Ein Mann wirft einen Wahlbrief für die Kommunalwahl in Baden-Württemberg in eine Wahlurne. Foto: Sebastian Gollnow/Archivbild

Der Städtetag in Baden-Württemberg dringt auf eine Reform des Kommunalwahlrechts. Die Verteilung der Sitze in den Gemeinderäten bilde die realen Machtverhältnisse nicht angemessen ab, moniert Verbandspräsident Peter Kurz (SPD). „Kleine Gruppierungen und Einzelkandidaten profitieren überproportional von dem Auszählverfahren nach Sainte-Laguë/Schepers.“

Die seit der Kommunalwahl 2014 geltende Methode erschwere die Mehrheitsbildung und begünstige Sonderinteressen, sagte Kurz, der auch Mannheimer Oberbürgermeister ist, der Deutschen Presse-Agentur. „Wir haben da auch ein ganz direktes demokratisches Problem, denn die Gruppen mit nur einem Sitz sind überrepräsentiert.“ Es müsse verhindert werden, dass ein Sitz an Bewerber geht, die etwa in Mannheim nur wenig mehr als ein Prozent der Stimmen auf sich vereinen könnten, obwohl der Gemeinderat insgesamt nur 48 Sitze umfasst. Das fördere die Zersplitterung. Die Vielfalt der Wahlvorschläge bei der Kommunalwahl 2019 habe gezeigt, wie notwendig eine Korrektur des Verfahrens sei.
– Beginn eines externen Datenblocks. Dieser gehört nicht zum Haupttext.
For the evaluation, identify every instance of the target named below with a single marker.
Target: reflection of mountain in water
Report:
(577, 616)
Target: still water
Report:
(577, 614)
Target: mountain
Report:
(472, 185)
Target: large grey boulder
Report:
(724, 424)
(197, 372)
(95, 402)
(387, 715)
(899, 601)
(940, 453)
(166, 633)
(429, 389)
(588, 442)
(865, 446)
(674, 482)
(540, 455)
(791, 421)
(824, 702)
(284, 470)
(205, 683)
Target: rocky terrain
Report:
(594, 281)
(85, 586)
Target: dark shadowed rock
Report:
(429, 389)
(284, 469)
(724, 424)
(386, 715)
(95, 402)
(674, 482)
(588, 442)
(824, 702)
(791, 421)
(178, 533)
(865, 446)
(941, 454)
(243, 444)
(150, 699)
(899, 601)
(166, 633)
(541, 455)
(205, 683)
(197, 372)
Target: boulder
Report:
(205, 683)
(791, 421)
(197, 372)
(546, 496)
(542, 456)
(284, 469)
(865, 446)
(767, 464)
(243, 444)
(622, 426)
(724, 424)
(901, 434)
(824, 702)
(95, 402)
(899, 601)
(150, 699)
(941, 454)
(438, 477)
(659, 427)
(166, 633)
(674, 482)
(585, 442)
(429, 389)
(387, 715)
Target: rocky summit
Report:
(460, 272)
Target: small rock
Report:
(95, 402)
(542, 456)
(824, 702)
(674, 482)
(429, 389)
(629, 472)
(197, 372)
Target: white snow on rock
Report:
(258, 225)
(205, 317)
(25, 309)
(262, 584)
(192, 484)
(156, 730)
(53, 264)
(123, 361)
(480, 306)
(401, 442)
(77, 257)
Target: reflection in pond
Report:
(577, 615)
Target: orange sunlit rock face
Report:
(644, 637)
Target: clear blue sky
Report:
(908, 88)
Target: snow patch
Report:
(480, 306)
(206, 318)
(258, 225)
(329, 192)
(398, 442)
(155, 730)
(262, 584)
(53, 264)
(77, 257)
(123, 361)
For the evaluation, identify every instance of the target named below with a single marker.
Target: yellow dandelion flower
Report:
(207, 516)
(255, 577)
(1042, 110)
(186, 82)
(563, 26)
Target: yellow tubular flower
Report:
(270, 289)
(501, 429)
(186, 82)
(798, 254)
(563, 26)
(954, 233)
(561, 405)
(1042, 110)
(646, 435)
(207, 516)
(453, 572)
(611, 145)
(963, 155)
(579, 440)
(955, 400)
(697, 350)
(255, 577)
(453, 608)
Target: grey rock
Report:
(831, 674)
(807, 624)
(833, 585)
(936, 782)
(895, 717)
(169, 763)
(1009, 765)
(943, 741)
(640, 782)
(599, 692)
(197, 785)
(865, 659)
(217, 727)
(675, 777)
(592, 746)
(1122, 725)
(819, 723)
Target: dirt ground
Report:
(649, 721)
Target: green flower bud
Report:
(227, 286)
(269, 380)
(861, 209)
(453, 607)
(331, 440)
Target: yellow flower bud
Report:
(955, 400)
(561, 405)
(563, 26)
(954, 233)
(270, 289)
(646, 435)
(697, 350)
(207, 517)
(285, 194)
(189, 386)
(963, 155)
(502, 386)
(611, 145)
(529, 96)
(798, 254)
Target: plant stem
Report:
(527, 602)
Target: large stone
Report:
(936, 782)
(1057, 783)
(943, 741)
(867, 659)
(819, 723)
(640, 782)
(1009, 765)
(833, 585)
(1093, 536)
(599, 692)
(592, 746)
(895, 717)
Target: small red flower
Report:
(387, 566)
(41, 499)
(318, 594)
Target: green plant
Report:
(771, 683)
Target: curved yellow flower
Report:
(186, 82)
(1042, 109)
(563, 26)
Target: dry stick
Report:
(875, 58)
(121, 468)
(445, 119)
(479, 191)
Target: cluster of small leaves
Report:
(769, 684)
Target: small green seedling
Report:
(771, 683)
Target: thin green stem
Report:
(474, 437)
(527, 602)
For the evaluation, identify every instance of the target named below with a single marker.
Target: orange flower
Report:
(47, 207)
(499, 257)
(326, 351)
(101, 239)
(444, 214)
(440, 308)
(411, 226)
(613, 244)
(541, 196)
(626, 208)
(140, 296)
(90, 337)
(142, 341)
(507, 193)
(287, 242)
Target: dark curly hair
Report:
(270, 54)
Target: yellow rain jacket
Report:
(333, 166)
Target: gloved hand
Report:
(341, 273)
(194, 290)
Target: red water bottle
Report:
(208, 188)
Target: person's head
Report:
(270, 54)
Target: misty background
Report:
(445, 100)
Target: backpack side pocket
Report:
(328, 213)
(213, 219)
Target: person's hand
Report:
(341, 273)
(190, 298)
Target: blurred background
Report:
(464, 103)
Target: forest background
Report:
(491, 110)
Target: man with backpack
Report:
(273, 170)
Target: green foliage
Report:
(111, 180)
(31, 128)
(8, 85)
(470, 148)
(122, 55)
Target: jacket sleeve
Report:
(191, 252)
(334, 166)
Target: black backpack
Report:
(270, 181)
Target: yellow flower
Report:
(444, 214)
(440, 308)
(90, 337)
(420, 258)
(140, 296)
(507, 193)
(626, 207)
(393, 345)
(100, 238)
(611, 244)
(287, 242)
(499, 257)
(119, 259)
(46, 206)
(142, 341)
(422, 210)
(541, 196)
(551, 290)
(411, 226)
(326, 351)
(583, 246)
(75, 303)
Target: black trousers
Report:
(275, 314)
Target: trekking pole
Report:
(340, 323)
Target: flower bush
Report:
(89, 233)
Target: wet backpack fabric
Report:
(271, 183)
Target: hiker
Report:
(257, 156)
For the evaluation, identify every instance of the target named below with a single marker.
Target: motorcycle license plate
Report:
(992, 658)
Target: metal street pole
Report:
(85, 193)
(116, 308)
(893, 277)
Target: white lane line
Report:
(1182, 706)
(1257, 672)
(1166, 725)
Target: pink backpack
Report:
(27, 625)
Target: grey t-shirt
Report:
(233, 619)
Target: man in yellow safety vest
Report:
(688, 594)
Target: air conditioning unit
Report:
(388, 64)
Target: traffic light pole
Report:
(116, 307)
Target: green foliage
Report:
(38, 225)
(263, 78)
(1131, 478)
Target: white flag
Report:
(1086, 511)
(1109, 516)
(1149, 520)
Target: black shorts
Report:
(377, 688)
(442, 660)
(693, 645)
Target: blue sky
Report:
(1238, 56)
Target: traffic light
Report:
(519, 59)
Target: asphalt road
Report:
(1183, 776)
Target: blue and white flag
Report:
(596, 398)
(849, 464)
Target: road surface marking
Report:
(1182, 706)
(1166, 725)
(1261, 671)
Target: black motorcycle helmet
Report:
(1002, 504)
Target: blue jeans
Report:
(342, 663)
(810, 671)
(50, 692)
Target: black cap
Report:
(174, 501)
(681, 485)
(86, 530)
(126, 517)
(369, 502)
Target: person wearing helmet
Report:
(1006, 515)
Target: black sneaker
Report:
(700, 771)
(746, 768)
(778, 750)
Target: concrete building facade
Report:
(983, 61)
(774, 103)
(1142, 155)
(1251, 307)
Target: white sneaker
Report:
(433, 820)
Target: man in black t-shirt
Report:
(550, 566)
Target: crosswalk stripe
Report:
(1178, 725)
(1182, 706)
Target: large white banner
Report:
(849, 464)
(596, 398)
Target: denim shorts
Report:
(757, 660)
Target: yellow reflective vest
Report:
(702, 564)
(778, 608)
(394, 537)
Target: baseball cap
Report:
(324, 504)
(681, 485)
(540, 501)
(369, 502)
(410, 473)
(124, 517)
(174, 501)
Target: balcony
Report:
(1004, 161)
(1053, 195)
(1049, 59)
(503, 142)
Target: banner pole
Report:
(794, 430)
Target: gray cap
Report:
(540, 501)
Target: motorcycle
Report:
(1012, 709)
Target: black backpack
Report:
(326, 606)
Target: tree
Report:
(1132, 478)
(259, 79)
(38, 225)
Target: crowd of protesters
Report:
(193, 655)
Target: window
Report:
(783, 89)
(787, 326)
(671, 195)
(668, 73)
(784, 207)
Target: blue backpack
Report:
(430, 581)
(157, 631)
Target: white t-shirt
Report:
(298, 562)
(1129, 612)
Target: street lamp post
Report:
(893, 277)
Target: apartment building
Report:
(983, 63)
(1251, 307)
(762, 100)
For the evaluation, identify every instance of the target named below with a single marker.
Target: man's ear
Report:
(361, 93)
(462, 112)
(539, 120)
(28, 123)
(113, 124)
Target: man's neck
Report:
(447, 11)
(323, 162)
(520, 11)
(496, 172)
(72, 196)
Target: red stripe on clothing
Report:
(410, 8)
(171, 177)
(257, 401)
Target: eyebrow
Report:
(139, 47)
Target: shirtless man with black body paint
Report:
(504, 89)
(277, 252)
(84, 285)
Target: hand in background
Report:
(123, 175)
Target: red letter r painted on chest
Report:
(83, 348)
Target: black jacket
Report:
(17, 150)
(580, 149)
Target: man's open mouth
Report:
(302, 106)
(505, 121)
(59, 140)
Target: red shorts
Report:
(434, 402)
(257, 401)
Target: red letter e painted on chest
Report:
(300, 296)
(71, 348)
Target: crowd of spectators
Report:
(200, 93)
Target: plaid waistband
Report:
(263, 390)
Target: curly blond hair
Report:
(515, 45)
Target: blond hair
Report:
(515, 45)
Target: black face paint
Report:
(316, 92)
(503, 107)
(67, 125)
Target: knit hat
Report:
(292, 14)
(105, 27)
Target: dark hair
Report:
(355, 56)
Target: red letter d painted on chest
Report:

Innenstaatssekretär Wilfried Klenk (CDU) betonte am Sonntag: „Am Innenministerium scheitert die Umstellung nicht. Wenn der Gesetzgeber zu d‘Hondt zurückkehren möchte, können wir das praktisch von jetzt auf gleich tun.“

Beim geltenden Berechnungsverfahren Sainte-Laguë/Schepers sei es in der Tat für kleine Parteien und Wählervereinigungen einfacher, einen Sitz zu erlangen als beim früheren Berechnungsverfahren d’Hondt, sagte ein Sprecher von Innenminister Thomas Strobl (CDU). Ungleichgewichtigkeiten gebe es bei jedem Berechnungsverfahren in der einen oder anderen Weise. „Sie sind systembedingt.“ Das Berechnungsverfahren Sainte-Laguë/Schepe garantiere den verfassungsrechtlichen Grundsatz der Gleichheit der Wahl.

Nach einer Städtetagsauswertung in zwölf Städten des Landes lag die Zahl der für die Gemeinderatswahlen 2019 insgesamt eingereichten Wahlvorschläge bei 142. Das ist ein Zuwachs im Vergleich zu 2014 um 17,4 Prozent. Die Zahl der in den zwölf Gemeinderäten vertretenen Wahlvorschläge stieg um 10,4 Prozent auf 127.

Nach der Aufstellung des Verbandes vom Juni dieses Jahres war der Spitzenreiter im Südwesten Freiburg mit 16 Gruppierungen, Fraktionen und Einzelvertretern im 48-köpfigen Gemeinderat, gefolgt von Stuttgart mit 14 im 60-köpfigen Stadtrat. Mannheim und Karlsruhe kommen demnach jeweils auf zehn Wahlvorschläge, die im Gemeinderat vertreten sind. Teils schließen sich die Kleinen den größeren Fraktionen an wie in Mannheim, wo drei Einzelvertreter unter das Dach der Linken und der Freien Wähler schlüpften.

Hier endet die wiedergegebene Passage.